Cuando estaba en el colegio, los periódicos traían muchos muñequitos, entre ellos Cuquita la Mecanógrafa. Cada semana aparecían nuevas ropitas para vestir a la muñequita. Entonces descubrí que podía crear yo misma los vestiditos de papel. Al enterarse, mis compañeras me pedían que se los hiciera para sus Cuquitas, todo a escondidas de las monjas.
Después pasé al Instituto, pero siempre soñando con la pintura, hasta lograr, con ayuda de mi padre, que me dejaran hacer el examen para San Alejandro. Allí estudié junto a un grupo de artistas que luego tomó rumbos diversos dentro de la cultura cubana: Marta Arjona, Pedro García Espinosa, Agustín Fernández, Tomás Oliva, Agustín Cárdenas...
Agustín y Tomás, los más cercanos a mí, se unieron a una compañía de teatro llamada Las Máscaras. La dirigía Andrés Castro y daba funciones en una salita perteneciente al Sindicato de los Yesistas. En ese lugar conocí el teatro del proscenio hacia adentro; me puse en contacto con todo el proceso oculto: cuando se ensaya, se prueba la ropa, se coloca la escenografía... Lo que me atrapó de ese mundo fue la vestimenta del actor, la magia que lo transformaba para aparecer en escena.

LA VESTIMENTA DEL ACTOR
En 1955 realizó su primer diseño para teatro, ¿qué recuerda de aquella experiencia?

La obra se llamaba La debilidad fatal. Ropa común y corriente, lo más complicado era una especie de bata de casa o negligé que intervenía en algunas escenas. No recuerdo si Andrés Castro, o su esposa, me pidieron que les hiciera el dibujo de esa bata y yo me enloquecí con la idea.
En la década de los 50 trabajé con Las Máscaras y también con Cuqui Ponce de León, más o menos hasta 1957. Mi esposo y yo estábamos involucrados en la lucha clandestina contra Batista y prestábamos la casa para reuniones. Después de la huelga del 9 de abril, nos delataron. Tuvimos que cerrar la casa, llena de explosivos, y partir para Venezuela, donde vivía mi hermano.

Al llegar a Caracas ya había desarrollado una labor creativa en Cuba. ¿Cómo influyó esta etapa venezolana en su formación profesional?

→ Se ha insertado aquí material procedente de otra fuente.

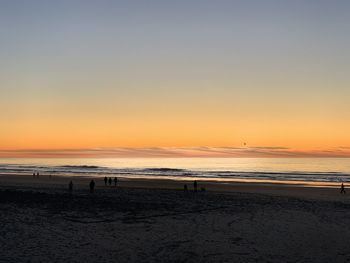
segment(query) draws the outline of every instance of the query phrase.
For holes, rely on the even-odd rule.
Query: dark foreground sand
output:
[[[70,195],[68,178],[1,175],[0,262],[350,261],[338,189],[99,180],[89,194],[88,180]]]

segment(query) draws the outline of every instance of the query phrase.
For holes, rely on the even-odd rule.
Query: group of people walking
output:
[[[34,172],[34,173],[33,173],[33,178],[39,178],[39,175],[41,176],[42,174],[40,174],[39,172]],[[49,178],[52,177],[51,173],[49,173],[49,174],[44,174],[43,177],[44,177],[44,176],[46,176],[46,177],[48,176]]]
[[[104,183],[105,183],[105,186],[107,186],[107,184],[109,184],[109,186],[112,186],[112,178],[111,178],[111,177],[107,178],[107,177],[105,176],[104,179],[103,179],[103,181],[104,181]],[[114,186],[117,187],[118,178],[117,178],[117,177],[114,177],[113,181],[114,181]],[[95,185],[96,185],[96,183],[95,183],[94,179],[92,179],[92,180],[90,181],[90,183],[89,183],[90,193],[94,193],[94,192],[95,192]],[[69,184],[68,184],[68,191],[69,191],[70,193],[73,192],[73,181],[72,181],[72,180],[71,180],[71,181],[69,182]],[[185,192],[188,191],[187,184],[184,185],[184,191],[185,191]],[[197,183],[196,180],[193,181],[193,191],[194,191],[194,192],[197,192],[197,191],[198,191],[198,183]],[[204,188],[201,188],[201,191],[205,191],[205,189],[204,189]],[[344,192],[345,192],[345,191],[344,191]]]
[[[107,186],[107,183],[108,183],[110,186],[112,185],[112,178],[111,178],[111,177],[110,177],[110,178],[105,177],[103,180],[104,180],[104,182],[105,182],[105,186]],[[117,178],[117,177],[114,177],[113,181],[114,181],[114,186],[117,187],[117,185],[118,185],[118,178]],[[90,183],[89,183],[90,193],[94,193],[94,192],[95,192],[95,185],[96,185],[96,183],[95,183],[94,179],[92,179],[92,180],[90,181]],[[72,181],[72,180],[71,180],[71,181],[69,182],[69,184],[68,184],[68,191],[69,191],[70,193],[73,192],[73,181]]]
[[[205,188],[202,187],[201,189],[201,192],[204,192],[205,191]],[[193,181],[193,192],[197,192],[198,191],[198,182],[196,180]],[[188,192],[188,187],[187,187],[187,184],[184,185],[184,192]]]
[[[112,186],[112,177],[107,178],[107,177],[105,176],[105,178],[104,178],[103,180],[105,181],[105,186],[107,186],[107,183],[109,184],[109,186]],[[117,177],[114,177],[113,181],[114,181],[114,186],[117,187],[118,178],[117,178]]]

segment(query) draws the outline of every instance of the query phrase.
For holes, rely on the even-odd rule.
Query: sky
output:
[[[350,156],[349,11],[0,1],[0,157]]]

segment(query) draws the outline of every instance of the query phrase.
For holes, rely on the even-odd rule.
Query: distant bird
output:
[[[247,143],[245,142],[245,143],[243,143],[243,145],[244,145],[244,146],[247,146]]]

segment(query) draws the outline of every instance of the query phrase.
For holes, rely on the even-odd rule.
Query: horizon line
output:
[[[0,158],[350,158],[350,147],[298,150],[288,147],[113,147],[0,149]]]

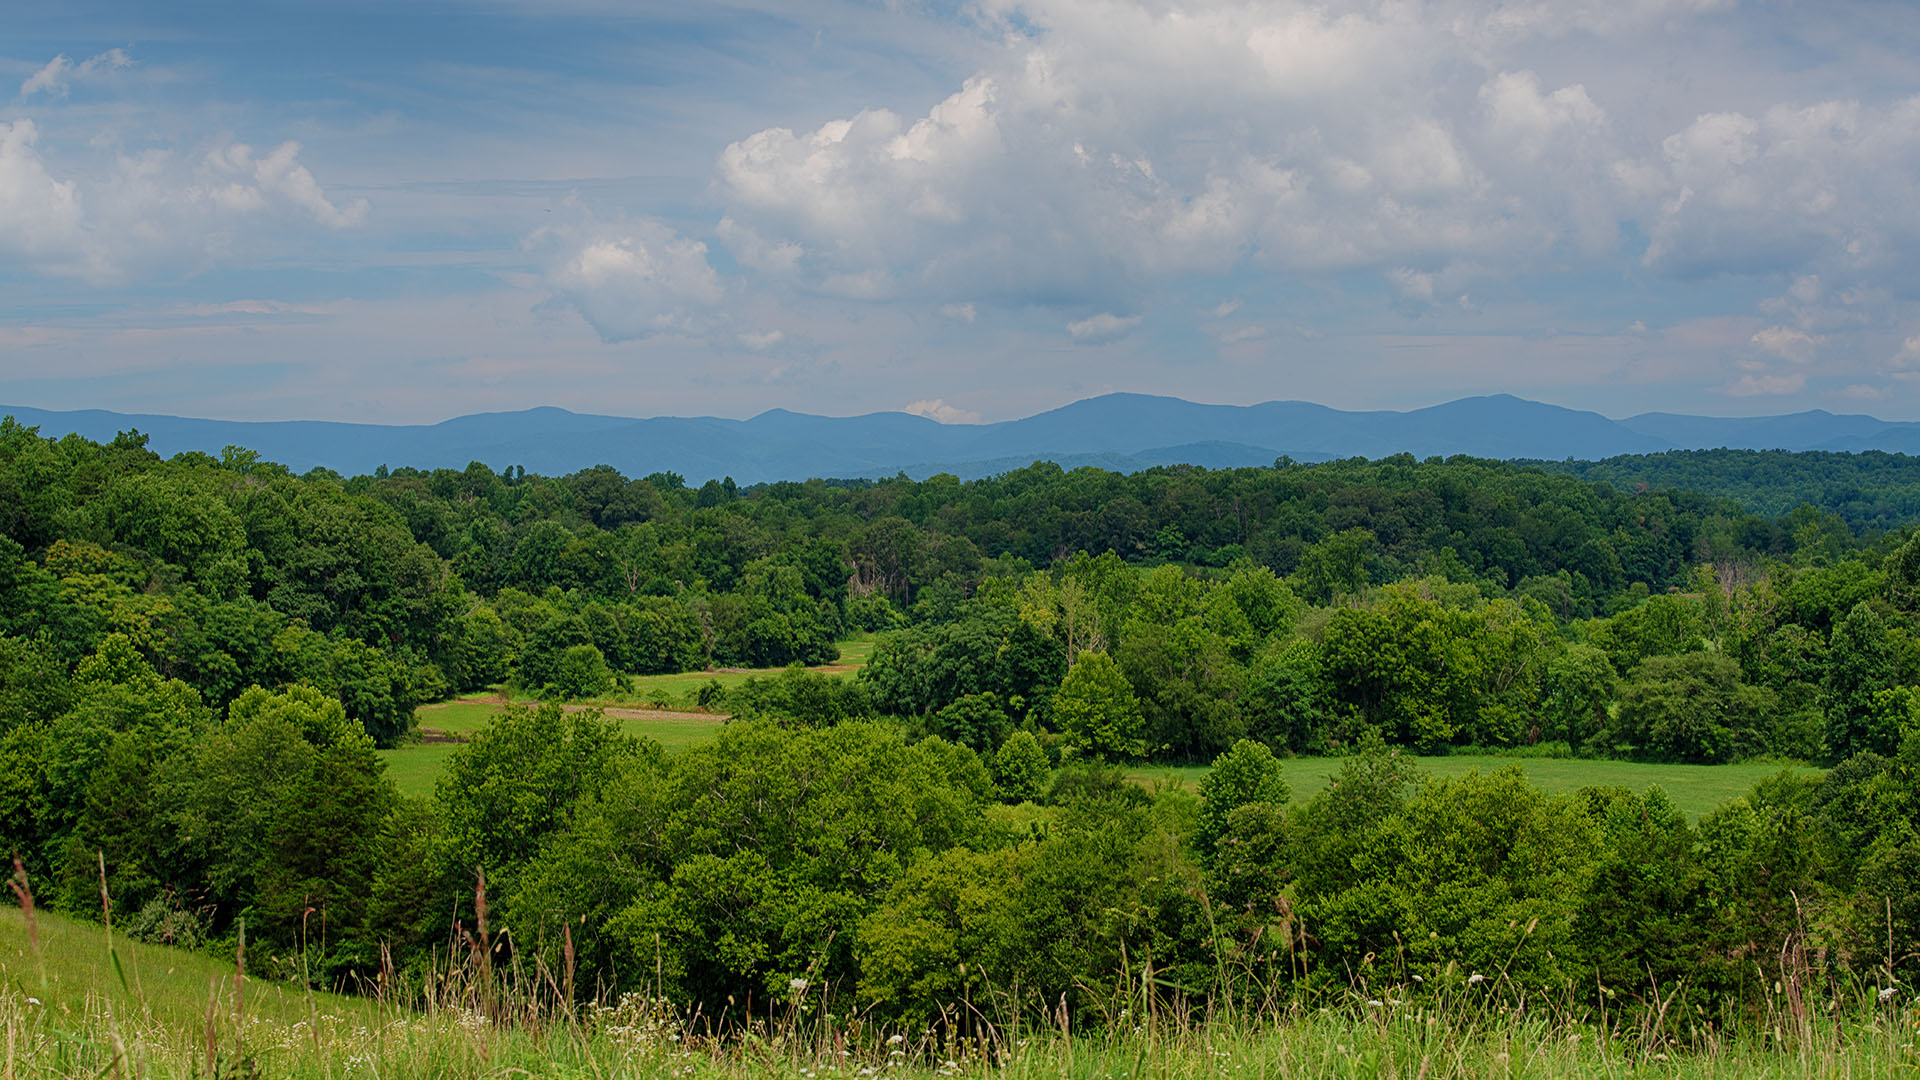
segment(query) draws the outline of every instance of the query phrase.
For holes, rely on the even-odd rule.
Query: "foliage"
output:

Comencé en la decoración de tiendas, porque se relacionaba con algo de lo que había hecho aquí. Luego me uní al grupo Danza Venezuela. Una coreógrafa graduada de la escuela de Marta Graham acababa de asumir la dirección y se proponía transformar el estilo de la compañía. Ella concebía la danza moderna basada en tradiciones bailables venezolanas, sobre todo las relacionadas con las etnias indígenas.
La primera pieza que tuve a mi cargo se vinculaba a los indios piaroa. Me fascinó el intercambio con el coreógrafo, que sí había conocido a esa tribu del Orinoco, su música original, las fotos de su vestimenta que me sirvieron para preparar la ropa teatral. Luego vinieron los bailes de los guaraúnos, los valses de Venezuela, en fin, colaboré como en  cinco o seis coreografías.
Esa etapa fue una escuela. Como dicen los santeros, tuve que meter el bastón en la tierra y moverlo para conocer la verdad. El diseño requiere mucha investigación de todos los elementos sociales, económicos, políticos... que rodean la historia.
Pude recorrer un vasto territorio: Canaima, el Salto Ángel, la selva profunda. El país bullía por el boom económico: se acababan de descubrir el petróleo, las minas, y había una cantidad de emigrantes increíble, un ambiente muy cosmopolita, con italianos, griegos, españoles, latinoamericanos...
En ese punto de confluencias intelectuales empecé a vivir lo que era América, a sentirme parte de un continente. El conocimiento primigenio que hallé en Venezuela consolidó mi madurez artística e ideológica.
Durante los tres años que estuve allá no perdí el contacto con el ámbito cultural cubano. En 1961 regresé a La Habana y me contrataron para trabajar en los talleres y almacenes del Teatro Nacional, un lugar del cual saldría el germen de la institucionalización de la cultura.
La propia Isabel Monal, directora del teatro, me propuso para integrar el equipo que iba a conformar el Conjunto Folclórico Nacional. Tendría que hacer entonces más o menos lo mismo que en Venezuela: hurgar en antecedentes, en tradiciones, en nuestra identidad.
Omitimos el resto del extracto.